A few days ago my dad called me to say he was told it was early stage cancer. He was devastated, and his mind was in the world of the unknown. I was on the end of the phone, feeling helpless and so far away. All i wanted to do at that very moment was get to the airport and step onto a plane home. But it was 10pm at night, that was not going to happen. My initial reactions were, what can i do to help, what can I say, and how can I be there for my family. We have a group Whatsapp group, this is a place we post photos, and just keep everyone up to date, not once did I think this was going to be part of our conversation. I immediately spoke to my brother, who I am very close with, we put a little bit of a plan into action. He straight away, went and told his manager at work, and they were extremely supportive, and really just said all the right things - well done! And well done for my brother for being so open with them, something a lot of people fear for the judgement that may follow. Even though I deal with conversations around cancer everyday, I have not lived in the UK for over 10 years, and wanted to understand the process. For once the time differences worked in my favour, I called Macmillian UK and had a chat with them about what type of process to expect. Immediately, this calm and reassuring voice on the end of the phone put me at a bit of ease and the urgency to get on the plane home lessened. 

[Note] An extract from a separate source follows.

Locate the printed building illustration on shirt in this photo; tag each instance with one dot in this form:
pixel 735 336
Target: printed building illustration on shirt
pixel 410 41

After writing a whole page of notes during the call, I relayed the information in the group chat and this made all of us feel a little calmer. My family said I should get some sleep and we would talk in the morning when I woke up and it was evening for them. Lets just say falling asleep with the weight on my mind was hard to say the least. 

Morning came, and we arranged a three-way video call, with my parents in Yorkshire, my brother in London and me in Sydney. I really was so grateful we live in an age of technology that can allow this to happen. Seeing everyone's faces and talking through everything was so nice. I felt less distant and I think for my family, having the day to come to terms with the news allowed us all to see things more clearly and calmly. A few days have passed now and it is still raw and hurts to think my dad is going through this. Wednesday I had an event where I would be talking to a room of women about MyMuse and what I do, and I was so worried that I would burst into tears with the recent news, the whole way there I was crying behind my sunglasses, but having a room full of women that have my back and are my tribe gave me the strength I needed at that time. And I stood there and talked about MyMuse, and more than ever, I know what I am doing is right and needed. The drive for this to become part of peoples conversations and not the taboo subject is crucial, so people can feel as supported as I did in that room on every step of their journey.